Dycus, Hit Songwriter and Legendary Friend
Aside from the fact that Dycus co-wrote many a recognizable song throughout his history as a songwriter (from “Unwound” and “Marina Del Ray” for George Strait to “Gonna Get a Life” for Mark Chesnutt, and “I Don’t Need Your Rockin’ Chair” for George Jones to name a few), the things I remember and will continue to cherish about him most are more related to the lessons he taught me about living life and being a true friend; about hanging in and hanging on even when the chips are down.

When I first met Dycus, we’d sit and talk, and he’d tell stories of the history of Nashville’s music, the camaraderie that existed among the music community, and how well respected all the songwriters and behind-the-scenes folks were. We also talked about what he thought REAL songwriters were obligated to do. He’d say things like: ‘Jessco, if you want to write a hit song, you’ve gotta write about something real – something everyone can relate to – about things that are important to everybody in some form or fashion. Because some sh*% just don’t matter, and you need to write about stuff that matters.’

Some days Dycus would get into a listening mood, and he’d go through his hundreds of CDs and play demos of songs that no one had ever heard – and all the while I remember thinking: “if God likes music, Dycus is his favorite songwriter.”

Frank Dycus – Mentor
Dycus helped a lot of folks out and up in his lifetime, and didn’t expect anything in return. He helped many a songwriter become a greater songwriter, and helped a few get signed – first as songwriters, then as artists – and whose names you would recognize today.

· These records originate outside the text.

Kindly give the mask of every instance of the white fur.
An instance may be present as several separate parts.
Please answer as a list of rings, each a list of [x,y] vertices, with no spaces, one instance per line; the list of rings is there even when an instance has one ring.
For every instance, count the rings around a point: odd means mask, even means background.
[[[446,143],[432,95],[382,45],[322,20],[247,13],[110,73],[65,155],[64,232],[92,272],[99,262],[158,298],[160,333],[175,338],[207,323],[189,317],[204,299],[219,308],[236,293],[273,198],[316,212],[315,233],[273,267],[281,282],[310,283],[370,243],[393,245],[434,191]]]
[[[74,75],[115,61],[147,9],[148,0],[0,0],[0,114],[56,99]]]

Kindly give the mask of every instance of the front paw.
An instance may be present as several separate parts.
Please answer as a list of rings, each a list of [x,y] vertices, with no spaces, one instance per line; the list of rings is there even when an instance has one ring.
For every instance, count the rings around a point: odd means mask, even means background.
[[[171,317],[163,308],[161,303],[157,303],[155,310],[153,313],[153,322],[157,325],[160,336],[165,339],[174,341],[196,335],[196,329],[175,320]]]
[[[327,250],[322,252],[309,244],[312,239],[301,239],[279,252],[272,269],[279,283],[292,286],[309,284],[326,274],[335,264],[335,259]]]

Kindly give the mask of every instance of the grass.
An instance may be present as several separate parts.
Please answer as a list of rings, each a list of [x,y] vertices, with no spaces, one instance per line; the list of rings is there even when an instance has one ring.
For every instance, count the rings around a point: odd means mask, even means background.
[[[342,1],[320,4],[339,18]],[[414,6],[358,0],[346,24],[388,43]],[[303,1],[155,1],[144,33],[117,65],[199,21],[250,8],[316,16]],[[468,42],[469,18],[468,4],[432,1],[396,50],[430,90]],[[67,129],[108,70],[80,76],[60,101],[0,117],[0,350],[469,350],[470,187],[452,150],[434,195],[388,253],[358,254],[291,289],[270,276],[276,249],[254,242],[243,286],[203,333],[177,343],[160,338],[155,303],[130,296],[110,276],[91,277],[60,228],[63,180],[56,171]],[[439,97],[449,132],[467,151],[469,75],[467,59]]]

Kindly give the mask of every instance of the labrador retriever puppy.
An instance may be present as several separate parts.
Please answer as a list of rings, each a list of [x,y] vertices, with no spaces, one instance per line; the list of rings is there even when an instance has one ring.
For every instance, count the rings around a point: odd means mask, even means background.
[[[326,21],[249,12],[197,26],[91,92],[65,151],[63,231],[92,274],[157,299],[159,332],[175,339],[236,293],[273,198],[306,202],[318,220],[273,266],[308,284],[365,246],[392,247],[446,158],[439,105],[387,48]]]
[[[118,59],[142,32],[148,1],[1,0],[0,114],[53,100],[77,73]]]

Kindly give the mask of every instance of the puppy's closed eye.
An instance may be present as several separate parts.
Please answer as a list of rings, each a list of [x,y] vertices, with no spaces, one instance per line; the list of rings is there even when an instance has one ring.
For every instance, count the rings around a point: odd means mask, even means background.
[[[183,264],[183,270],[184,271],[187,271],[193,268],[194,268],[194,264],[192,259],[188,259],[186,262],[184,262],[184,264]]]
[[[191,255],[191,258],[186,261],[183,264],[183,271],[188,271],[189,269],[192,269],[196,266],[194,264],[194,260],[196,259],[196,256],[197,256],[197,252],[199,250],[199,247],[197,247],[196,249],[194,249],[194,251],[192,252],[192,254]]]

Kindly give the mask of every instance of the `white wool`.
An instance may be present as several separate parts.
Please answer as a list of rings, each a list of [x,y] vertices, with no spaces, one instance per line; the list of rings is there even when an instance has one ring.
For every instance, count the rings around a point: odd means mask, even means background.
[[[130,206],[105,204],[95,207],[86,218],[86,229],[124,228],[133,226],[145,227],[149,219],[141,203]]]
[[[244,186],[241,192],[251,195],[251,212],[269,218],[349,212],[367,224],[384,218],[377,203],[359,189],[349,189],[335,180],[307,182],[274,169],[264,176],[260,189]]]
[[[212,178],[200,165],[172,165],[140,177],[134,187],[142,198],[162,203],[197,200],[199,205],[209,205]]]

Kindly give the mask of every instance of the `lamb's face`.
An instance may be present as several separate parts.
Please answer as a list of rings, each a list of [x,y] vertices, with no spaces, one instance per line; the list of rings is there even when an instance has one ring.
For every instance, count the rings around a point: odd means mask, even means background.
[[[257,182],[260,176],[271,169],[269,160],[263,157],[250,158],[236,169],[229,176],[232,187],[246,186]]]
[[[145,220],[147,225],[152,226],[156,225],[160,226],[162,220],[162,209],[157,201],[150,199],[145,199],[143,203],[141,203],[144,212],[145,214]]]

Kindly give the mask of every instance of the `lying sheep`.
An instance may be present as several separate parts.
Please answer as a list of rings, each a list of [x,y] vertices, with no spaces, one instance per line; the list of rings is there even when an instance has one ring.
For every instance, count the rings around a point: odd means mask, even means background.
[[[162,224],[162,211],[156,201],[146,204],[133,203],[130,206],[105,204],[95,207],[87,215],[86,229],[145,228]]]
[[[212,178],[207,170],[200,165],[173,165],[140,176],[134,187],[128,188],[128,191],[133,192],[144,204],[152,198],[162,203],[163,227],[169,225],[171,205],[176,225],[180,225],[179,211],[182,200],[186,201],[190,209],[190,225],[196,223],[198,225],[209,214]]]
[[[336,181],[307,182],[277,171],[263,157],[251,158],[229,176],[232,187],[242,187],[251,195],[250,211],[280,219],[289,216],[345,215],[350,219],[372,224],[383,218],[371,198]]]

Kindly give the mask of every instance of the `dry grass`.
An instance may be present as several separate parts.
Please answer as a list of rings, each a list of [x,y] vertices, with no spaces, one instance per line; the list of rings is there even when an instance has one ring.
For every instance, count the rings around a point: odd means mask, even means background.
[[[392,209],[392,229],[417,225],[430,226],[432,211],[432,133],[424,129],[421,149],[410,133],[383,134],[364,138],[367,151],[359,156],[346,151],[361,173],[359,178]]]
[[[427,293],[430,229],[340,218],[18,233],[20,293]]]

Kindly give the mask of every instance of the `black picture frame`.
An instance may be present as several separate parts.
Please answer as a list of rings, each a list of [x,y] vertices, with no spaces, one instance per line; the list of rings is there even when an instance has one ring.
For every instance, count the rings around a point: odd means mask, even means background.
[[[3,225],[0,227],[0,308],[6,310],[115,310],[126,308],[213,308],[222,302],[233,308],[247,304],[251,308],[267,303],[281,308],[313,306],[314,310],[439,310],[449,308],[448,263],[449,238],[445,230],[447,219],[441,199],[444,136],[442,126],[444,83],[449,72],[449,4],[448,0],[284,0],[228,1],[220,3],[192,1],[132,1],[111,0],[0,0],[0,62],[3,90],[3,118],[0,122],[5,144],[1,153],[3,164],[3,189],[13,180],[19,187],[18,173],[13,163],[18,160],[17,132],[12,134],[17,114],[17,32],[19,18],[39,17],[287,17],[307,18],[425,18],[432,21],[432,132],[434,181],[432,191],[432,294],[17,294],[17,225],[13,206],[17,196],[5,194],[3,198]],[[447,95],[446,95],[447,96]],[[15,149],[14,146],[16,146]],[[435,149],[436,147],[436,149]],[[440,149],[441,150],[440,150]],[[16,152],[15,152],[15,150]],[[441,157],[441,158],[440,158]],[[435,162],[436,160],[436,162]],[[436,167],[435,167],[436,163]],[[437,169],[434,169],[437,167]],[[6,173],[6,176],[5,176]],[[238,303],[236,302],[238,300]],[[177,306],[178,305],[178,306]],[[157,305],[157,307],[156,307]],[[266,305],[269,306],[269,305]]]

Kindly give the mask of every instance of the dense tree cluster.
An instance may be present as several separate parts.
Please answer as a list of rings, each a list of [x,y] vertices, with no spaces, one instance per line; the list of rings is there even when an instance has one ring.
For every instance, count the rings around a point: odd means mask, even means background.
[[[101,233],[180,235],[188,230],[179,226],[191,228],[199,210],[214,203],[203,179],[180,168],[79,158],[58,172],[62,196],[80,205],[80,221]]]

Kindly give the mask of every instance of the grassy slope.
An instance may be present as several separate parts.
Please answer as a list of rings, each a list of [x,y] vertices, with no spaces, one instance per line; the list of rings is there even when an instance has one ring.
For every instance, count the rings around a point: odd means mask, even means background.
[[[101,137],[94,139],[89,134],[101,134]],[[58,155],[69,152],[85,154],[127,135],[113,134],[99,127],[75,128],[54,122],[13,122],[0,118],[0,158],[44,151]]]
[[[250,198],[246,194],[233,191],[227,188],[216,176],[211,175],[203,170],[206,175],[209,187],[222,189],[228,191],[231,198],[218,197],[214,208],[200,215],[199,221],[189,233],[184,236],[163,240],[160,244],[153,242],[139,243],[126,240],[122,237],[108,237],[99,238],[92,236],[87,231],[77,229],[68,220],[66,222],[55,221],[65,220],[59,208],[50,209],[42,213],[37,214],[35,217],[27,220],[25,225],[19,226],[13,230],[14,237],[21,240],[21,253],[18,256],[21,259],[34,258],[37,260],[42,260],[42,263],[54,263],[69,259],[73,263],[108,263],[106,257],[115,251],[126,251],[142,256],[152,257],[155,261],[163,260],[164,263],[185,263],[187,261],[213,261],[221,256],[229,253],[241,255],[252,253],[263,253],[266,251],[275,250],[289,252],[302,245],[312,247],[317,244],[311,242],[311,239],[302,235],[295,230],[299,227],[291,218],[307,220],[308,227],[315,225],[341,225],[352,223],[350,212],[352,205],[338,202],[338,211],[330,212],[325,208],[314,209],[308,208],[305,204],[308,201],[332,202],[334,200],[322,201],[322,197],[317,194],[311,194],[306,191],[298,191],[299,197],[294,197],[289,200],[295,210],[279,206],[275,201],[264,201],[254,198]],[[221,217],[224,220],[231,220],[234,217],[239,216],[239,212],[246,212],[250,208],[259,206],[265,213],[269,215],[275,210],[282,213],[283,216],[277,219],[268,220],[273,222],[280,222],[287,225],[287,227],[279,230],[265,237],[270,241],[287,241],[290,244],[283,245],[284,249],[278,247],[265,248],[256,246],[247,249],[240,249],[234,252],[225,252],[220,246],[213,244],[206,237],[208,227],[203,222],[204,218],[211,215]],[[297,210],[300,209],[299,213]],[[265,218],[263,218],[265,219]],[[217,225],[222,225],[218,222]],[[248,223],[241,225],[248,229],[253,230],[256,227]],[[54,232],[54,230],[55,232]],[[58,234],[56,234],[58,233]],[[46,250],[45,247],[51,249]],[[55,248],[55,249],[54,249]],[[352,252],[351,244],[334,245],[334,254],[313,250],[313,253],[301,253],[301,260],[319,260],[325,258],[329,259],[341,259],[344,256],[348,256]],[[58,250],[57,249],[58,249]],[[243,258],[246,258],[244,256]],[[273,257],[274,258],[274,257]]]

From Dean Dillon to Matraca Berg, Leslie Satcher, Shawn Camp, Billy Yates, Jim Lauderdale, Scotty Emerick, Luke Maness and many, many others – including myself – Frank was a friend, co-writer and mentor. You couldn’t sit down in the same room with Dycus and not gain something positive. And though Dycus was famous for writing songs about whiskey, drinking and ramblin, he was also great at writing heartfelt songs…some of which have not yet made it to the ears of the general public. One of the best songs you may never hear (and one of his personal favorites) – written by Dycus and two co-writing friends, was: “You are the Last Love of My Life” – written for his current bride, Miss Mary. (yeah, old Dycus was married for the past few years)

Dycus leaves a legacy
Legendary? Yes. Frank Dycus leaves his songs, his memories and the sum of all he was here in the hearts of all who loved him. Some thought he was a mad man – but if you knew him well, you’d see he could be a glad man, a sad man, a quiet man or a genuinely funny or deeply inspired man. But toward the end, he was always a grateful man.

This week, a few in our community are celebrating the life of my dearly departed Friend, Frank Dycus.

Dean Dillon

Dean Dillon

Dean Dillon (pictured) is hosting several other writers at Douglas Corner Café, Tuesday evening (December 11) from 5ish to 8pm. If you’d like to drop by and say hello, I know Dycus would appreciate it … even though he might call you an old son-of-a-b for not getting in touch sooner. But come on out and help us honor the memory of Frank Dycus. Heaven knows, it is an honor he deserves.